Any number of Hitchcock’s films could be included in the BFI Film Classics series (and indeed a number of them have); even his pre-Hollywood thirties films, such as The 39 Steps (1935) or The Lady Vanishes (1938), but included here is not so much a seminal Hitchcock film (important within his oeuvre as it is) so much as the very first British sound film – Blackmail. Made in 1929, two years after the first partial sound film, The Jazz Singer Ryall explores how Hitchcock used sound, how he took ownership of the production and its critical impact at the time. Ryall, a writer who has also written a history of Hitch’s oft ignored British films in his book, ‘Alfred Hitchcock and the British Cinema’ clearly has an academic understanding of Hitchcock in the context of both the development of sound and his place in British cinema before his better known Hollywood films after his departure for America in 1940. Ryall spends a good portion of the book analysing the films critical reception on its release, both in the UK and the USA.

The story is quite a simple one about a greengrocer’s daughter with two gentleman suitors: a police detective and an artist. She surreptitiously agrees to dump the policeman and ends up at the artist’s studio (to see his etchings?) who then attempts to rape, leading her to grab a carving knife and kill him. Fleeing the scene of the crime she is spotted by someone lurking (in the shadows) outside. When the body is discovered the policeman on the case happens to be her other boyfriend who realizes that it was her committed the crime on discovering her glove but keeps the evidence to himself. The next morning he confronts her and a short while later they are interrupted by the man who saw her leave the scene who proceeds to blackmail the pair.

What Ryall ignores in his study is the second silent version of the film (as only a relatively small percentage had converted their theatres to sound), even less seen than the sound one and how different the two versions are and how much more it resembles the Expressionist cinema that had been coming from Germany throughout the twenties (Hitchcock shot his first films in Germany and must have been well aware of the artistic impact of twenties German cinema), although Ryall does mention German Expressionism’s obsession with shadows and staircases and how these motifs are used for effect in Blackmail. He also only mentions in passing the different ending Hitchcock had originally intended for the film in which Alice is finally caught and her detective boyfriend through duty bangs her up in a cell. When a policeman then asks if he is going out with Alice that night, his reply is “not tonight” and instead a happier ending for the protagonists is substituted.

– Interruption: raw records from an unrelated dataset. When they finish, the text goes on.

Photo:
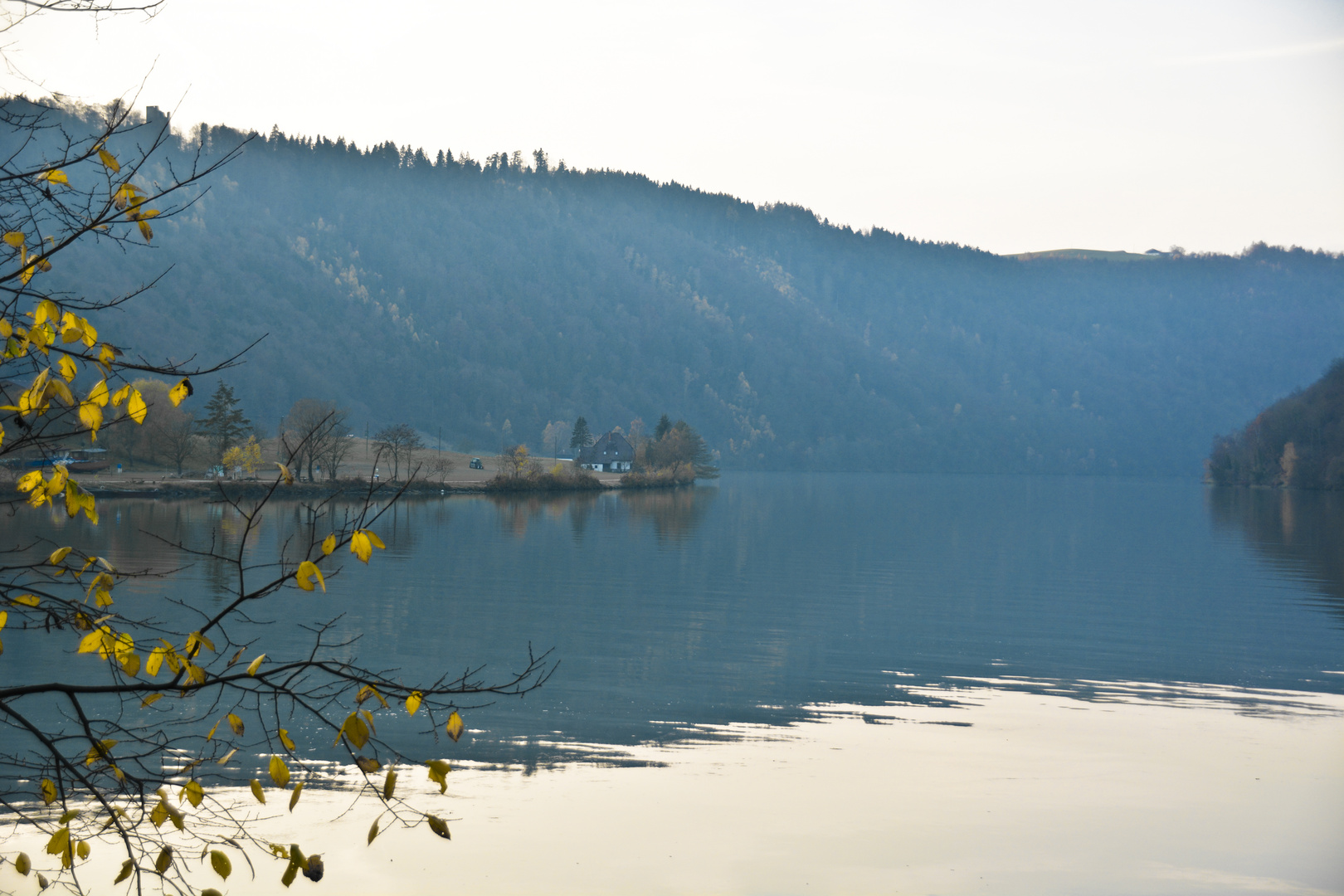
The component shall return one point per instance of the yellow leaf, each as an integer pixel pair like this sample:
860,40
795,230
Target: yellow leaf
355,730
438,826
60,841
279,772
438,770
455,726
136,407
192,793
307,572
100,751
91,416
363,542
221,864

Aside from the contemporary critiques, he does spend time analysing the documentary aspects of the opening (silent) scene and the famous use of dialogue in the ‘knife’ conversation, demonstrating how Hitchcock as an artist uses sound to powerful effect in creating drama and suspense. In this sense Ryall establishes Hitchcock’s importance as a director on the cutting edge of cinematic innovation and how this film deservedly over the overrated The Jazz Singer is worthy of study about early innovations of sound technique and artistry.